Les populations françaises ont leur propre vision sur la coopération franco-sénégalaise. Pour le citoyen ordinaire qui cohabite avec les travailleurs sénégalais dans le même quartier, le rapport entre les deux a perturbé son quotidien. La bourgeoisie et le patronat les voient comme une main-d’œuvre abordable.

Nous n’avons pas manqué, par ailleurs, de souligner que certains nationaux français qui ont participé à leur lutte et qui sont animés par un esprit humaniste.

Nous pouvons donc affirmer que dans le territoire français, la coopération franco-sénégalaise a réussi à modifier le quotidien voire le point de vue d’un certain nombre de la population. Les Français n’ont plus l’apanage d’aller à la rencontre des Sénégalais. Désormais ces derniers font le voyage et estiment trouver un travail dans le cadre des accords de coopération.

Dans les années 1970, c’est un climat tout à fait différent qui règne sur le territoire sénégalais. L’impact des nouveaux accords réside dans la perception des locaux vis-à-vis des expatriés français.

Ces derniers occupants des logements dans les quartiers les plus chics de la capitale au détriment des nationaux dont la majeure partie vit dans des bidonvilles, attirent le mépris et la méfiance des populations locales.

Pour le jeune diplômé local et le travailleur, le coopérant constitue une entrave dans l’évolution de sa carrière malgré les débuts de sénégalisation des postes et de l’économie. Pour l’homme d’affaires sénégalais, il est à la fois concurrent et partenaire.

Dans le milieu rural, nous avons vu que la vision des populations vis-à-vis du Français a été modifiée.

À la place de l’administrateur qui le forçait à payer l’impôt et travailler gratuitement, elles voient l’encadreur agricole, l’infirmier et le bienfaiteur de l’eau potable. Cette image positive a été possible grâce aux autorités religieuses qui sont de véritables partenaires de la coopération franco-sénégalaise. À cela il faut ajouter les messages de propagande véhiculés par les médias.
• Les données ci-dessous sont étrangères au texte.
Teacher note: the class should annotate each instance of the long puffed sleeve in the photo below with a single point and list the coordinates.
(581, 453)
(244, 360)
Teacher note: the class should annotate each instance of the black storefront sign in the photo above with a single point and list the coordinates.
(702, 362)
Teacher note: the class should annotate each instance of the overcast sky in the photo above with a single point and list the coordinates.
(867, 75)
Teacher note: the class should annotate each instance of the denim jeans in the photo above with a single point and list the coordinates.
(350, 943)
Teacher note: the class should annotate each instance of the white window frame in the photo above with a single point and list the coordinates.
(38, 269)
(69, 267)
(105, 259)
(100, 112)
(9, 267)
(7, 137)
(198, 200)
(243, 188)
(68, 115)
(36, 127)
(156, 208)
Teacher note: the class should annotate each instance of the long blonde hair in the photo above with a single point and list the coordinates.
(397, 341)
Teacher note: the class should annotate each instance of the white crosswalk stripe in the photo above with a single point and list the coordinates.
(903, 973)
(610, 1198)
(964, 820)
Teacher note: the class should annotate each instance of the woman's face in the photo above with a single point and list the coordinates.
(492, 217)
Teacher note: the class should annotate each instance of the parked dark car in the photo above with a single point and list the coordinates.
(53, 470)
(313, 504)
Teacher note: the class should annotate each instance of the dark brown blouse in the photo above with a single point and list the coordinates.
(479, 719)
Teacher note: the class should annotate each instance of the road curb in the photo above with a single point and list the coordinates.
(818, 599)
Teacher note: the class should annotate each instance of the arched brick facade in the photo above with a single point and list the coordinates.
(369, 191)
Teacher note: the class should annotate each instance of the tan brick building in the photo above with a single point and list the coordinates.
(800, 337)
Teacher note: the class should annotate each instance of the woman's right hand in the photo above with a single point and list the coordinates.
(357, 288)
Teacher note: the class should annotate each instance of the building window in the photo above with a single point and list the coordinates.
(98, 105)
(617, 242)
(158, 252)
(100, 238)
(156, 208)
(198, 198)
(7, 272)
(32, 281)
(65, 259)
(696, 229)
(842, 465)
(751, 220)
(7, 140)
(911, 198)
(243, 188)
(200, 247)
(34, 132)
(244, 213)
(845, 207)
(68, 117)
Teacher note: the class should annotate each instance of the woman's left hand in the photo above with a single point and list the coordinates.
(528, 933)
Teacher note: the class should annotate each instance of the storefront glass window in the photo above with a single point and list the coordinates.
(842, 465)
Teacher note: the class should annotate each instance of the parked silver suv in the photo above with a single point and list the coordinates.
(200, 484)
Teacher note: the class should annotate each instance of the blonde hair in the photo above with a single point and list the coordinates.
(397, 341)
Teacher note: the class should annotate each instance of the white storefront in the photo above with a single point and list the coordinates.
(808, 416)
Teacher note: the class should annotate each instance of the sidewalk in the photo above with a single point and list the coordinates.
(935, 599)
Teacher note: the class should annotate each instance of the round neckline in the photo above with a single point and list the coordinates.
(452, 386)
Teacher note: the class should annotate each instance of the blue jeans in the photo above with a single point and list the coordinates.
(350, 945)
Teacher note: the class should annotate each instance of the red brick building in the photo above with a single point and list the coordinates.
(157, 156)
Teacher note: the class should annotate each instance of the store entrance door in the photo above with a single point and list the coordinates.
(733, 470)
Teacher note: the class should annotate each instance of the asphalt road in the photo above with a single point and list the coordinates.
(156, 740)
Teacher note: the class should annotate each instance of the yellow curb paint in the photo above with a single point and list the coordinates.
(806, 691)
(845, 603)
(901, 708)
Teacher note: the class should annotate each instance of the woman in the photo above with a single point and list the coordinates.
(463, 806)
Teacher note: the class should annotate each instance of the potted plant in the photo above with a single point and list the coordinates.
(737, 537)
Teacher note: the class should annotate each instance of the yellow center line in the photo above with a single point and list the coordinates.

Concernant les politiciens, nous l’avons bien souligné à travers le film Guelwaar que ce sont eux qui profitent de cette coopération surtout par le biais de l’aide afin de maintenir une clientèle politique.

Nous pouvons affirmer que la révision des accords de coopération franco-sénégalaise n’a pas modifié dans la pratique les rapports entre les deux pays. Le Sénégal est resté dépendant de la France. Cette situation de dépendance a compromis d’une certaine manière sa souveraineté.

La coopération franco-sénégalaise a failli à sa première mission qui était d’accompagner le pays dans son décollage économique et social. Deux décennies se sont écoulées après l’indépendance et le pays s’est retrouvé dans une crise économique et sociale qui l’a conduit aux PAS.

En perspective, l’échec de ses deux premières générations des accords de coopération qui ont conduit les deux parties à revoir les modalités.

La priorité est désormais de favoriser une coopération dont les effets sur les populations sont plus bénéfiques et rapides. C’est dans ce cadre qu’est née la coopération décentralisée depuis 1994.

Il faut, dans le même temps, prendre en compte l’arrivée de nouveaux partenaires comme la Chine, les États-Unis et la Russie ainsi que l’importance accordée à la coopération sous régionale.

La Chine est alors perçue au Sénégal, surtout avec l’arrivée de Wade au pouvoir, comme une alternative à la coopération française. Sur ce sujet nous avons déjà cité les travaux de Adama Gaye et de Thierry Bangui.

Pour terminer, nous pouvons soutenir l’idée que le projet de coopération franco-sénégalaise a survécu au fil des décennies et a même dépassé sa date d’échéance qui avait été fixée à vingt ans. Ceci a été indéniablement rendu possible grâce au Président Senghor. Son départ au pouvoir en 1981 a signé le début de la fin du pacte néocolonial.

Cependant, c’est sa mort en 2001 qui met fin aux relations très étroites entre les deux pays avec l’absence de la France lors de ses funérailles.